UCI’s first 14 computer game science majors set to graduate
By Ted B. Kissell
The tiny creature whips and wriggles through the murky depths, a spiky, stylized fusion of fish and insect. After blasting its way through a series of narrow tunnels and braving an array of sinister marine monsters, it emerges into a dark, open space.
A moment’s respite, perhaps? Nope.
A latticework mass embedded in the background scenery suddenly shudders to life, disgorging a gargantuan creature, all bones and blades with one pulsing red eye, bent on destruction.
“What is this?” exclaims software engineer Grant Mark, sitting in front of a laptop screen in the Video Games Projects Lab at UC Irvine. “Amazing!”

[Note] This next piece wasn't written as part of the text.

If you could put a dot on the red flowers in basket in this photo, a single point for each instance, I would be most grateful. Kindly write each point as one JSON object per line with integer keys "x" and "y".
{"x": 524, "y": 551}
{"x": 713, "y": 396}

The eight students responsible for spawning the beast are clustered around the same laptop in informatics lecturer Hadar Ziv’s capstone-project class, showing Mark and fellow engineer Ben Deane – their mentors from Irvine-based Blizzard Entertainment – how far they’ve come with “Dark Current.”
The game is their senior project, the culmination of their studies as the first computer game science majors at the Donald Bren School of Information & Computer Sciences. Fourteen such students will be honored June 14 at Angel Stadium of Anaheim as inaugural graduates of the new degree program.
“They’re an awesome class, and we’re very proud of them,” says computer science professor Magda El Zarki, co-creator of the program.
She expects the major to evolve. Many students have expressed an interest in specialized tracks – game systems, game design and game studies, for example. Informatics senior lecturer Dan Frost, director of the degree program, says that faculty members have built more flexibility into the curriculum over the past four years.
“We deliberately named it computer game science,” he says, noting that an emphasis on programming and user experience and game playing has worked well – producing graduates schooled in the entire process.
While the seniors appreciate the core technical training, they relish the opportunity to design cutting-edge games.
“The best thing about the major is the hands-on experience,” says David Conley. “It’s allowed me to not only sit in class and learn but actually apply what I’ve learned. You’ve got a chance to make things, to create a portfolio, and not a lot of majors offer that. Three or four years ago, I wouldn’t have dreamed of helping to create something like ‘Dark Current.’”
Not all the senior projects are aimed at commercial entertainment. Allen Roman and Hongde Jin designed an educational product – compatible with the popular Oculus Rift 3-D virtual reality headset – about the former Elmina Castle slave fort in Ghana.
The project was challenging both technically and because of their desire to not trivialize the topic. Roman says Blizzard mentors steered them toward an approach that makes the learning more exploratory – and less of a game.
Katie Bryant, whose seven-person team created a dungeon adventure called “Ignite: The Descent,” advises anyone entering the major who’s keen on developing lots of games to “join the club” – meaning the Video Game Development Club. However, she adds, “I did learn a lot of useful things in classes.”
“I know more technical, programming stuff than I would have gotten just designing games,” Bryant says. “When I got my internship at Blizzard, I noticed how relevant the information I was getting from my classes was.”
Paul Foster, a Blizzard engineering manager who’s also a senior mentor, says the technical training that the computer game science majors receive makes them a hot commodity in the industry. “From my standpoint, the program’s emphasis on computer science is a key factor” in its students’ appeal to employers, he says.
Internships such as Bryant’s are just one aspect of the celebrated Orange County firm’s deepening involvement with the ICS school. In addition to providing biweekly mentoring, Blizzard is hosting another 11 UCI interns this summer. The company also recently donated $12,000 to the campus’s computer games lab to update equipment and renew costly software licenses.
And the video game developer and publisher is interested in hiring from the class of 2014. “We’re interviewing five [of the 14] students for positions with Blizzard, which is a pretty high percentage,” Foster notes. “There’s a possibility we’ll take zero, of course, but that’s a good number of potential candidates.”
Word has clearly gotten out on campus too: In fall 2014, total enrollment in the major will reach 260 students.
As UCI’s first gaming graduates prepare to enter the workforce, they’re hopeful about their futures and that of the pioneering course of study.
“If I can get this much out of the major when it’s so new, I can’t imagine what it’s going to be like a decade from now. It’s going to be really, really great,” Conley says. “The computer game science major has given us the resources we need to succeed at the highest possible level.”